Objectives The imaging of melanoma with [¹⁸F]-FDG and [^99mTcOAADT]-(CH₂)₂-N(Et)₂ (^99mTc-1) was studied using both a subcutaneous tumor model and a B16/F10 metastasis model where small melanoma lesions occur in mouse lungs.

Results [¹⁸F]-FDG displayed subcutaneous tumor uptake of 4.92±0.24, 6.28±0.96 and 3.98±0.73 %ID/g at 1, 3, and 6 h, respectively, while ^99mTc-1 displayed a significant and comparable tumor uptake of 7.6±1.3, 6.6±2.16 and 4.72±1.9 %ID/g.In the metastasis model, [¹⁸F]-FDG displayed tumor-lung uptake of 2.03±0.58, 3.67±0.69, 2.09±0.2, and 1.78±0.5 %ID/g at 0.5, 1, 2, and 3 h respectively, compared to normal lung uptake of 1.67±0.1, 2.56±0.4, 2.12±0.3 and 2.1±0.26 %ID/g. ^99mTc-1 displayed a significant tumor uptake in the melanotic lesions with the tumor uptake of 10.35±1.6 and 3.82±0.9 %ID/g at 2 and 3 h p.i, respectively, compared to 2.13±0.20 and 0.85±0.26 %ID/g observed in the normal lung. Exvivo radiophosphor imaging of the excised tumor-lungs also confirmed the uptake differences between [¹⁸F]-FDG and the ^99mTc-1 complex. Distinct visualization of the small tumor lesions within the mouse lungs was also achievable with ^99mTc-1 by µSPECT imaging.

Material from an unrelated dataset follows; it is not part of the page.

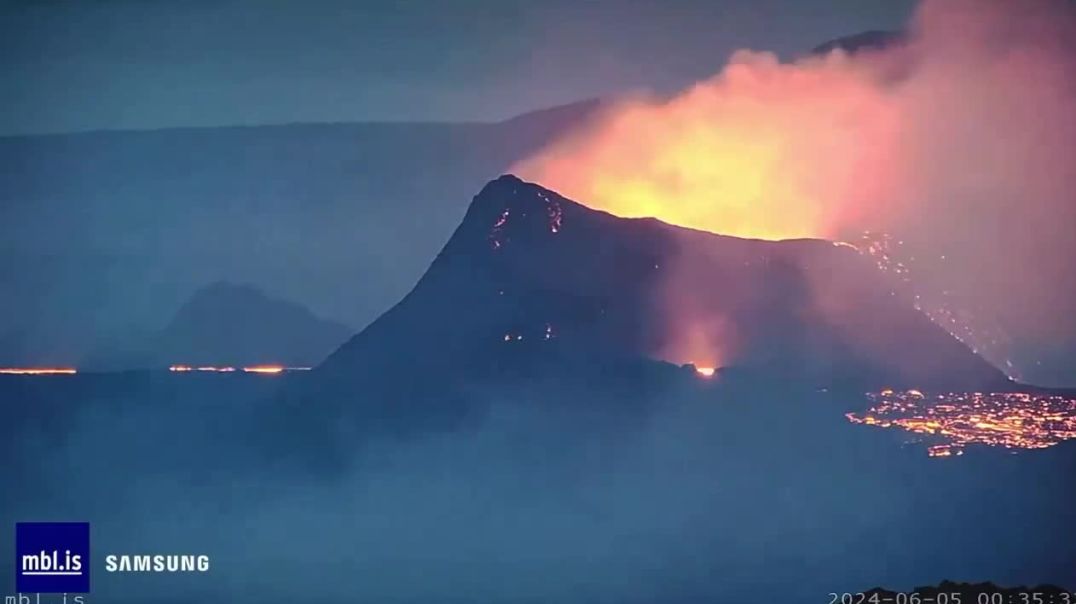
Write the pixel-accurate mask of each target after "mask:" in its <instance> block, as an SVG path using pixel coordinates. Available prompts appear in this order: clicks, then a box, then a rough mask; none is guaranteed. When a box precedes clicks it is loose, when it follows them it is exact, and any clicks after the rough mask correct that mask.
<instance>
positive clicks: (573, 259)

Conclusions In both murine melanoma models [¹⁸F]-FDG displayed a significant washout from the melanoma tumors over time, presumably due to the phosphatase activity in these tumors. The lack of [¹⁸F]-FDG accumulation observed in the small metastatic lesions in the lungs may also be due to a higher blood-flow-dependent washout. ^99mTc-1, however, displayed high and specific uptake in melanotic melanomas in both tumor models.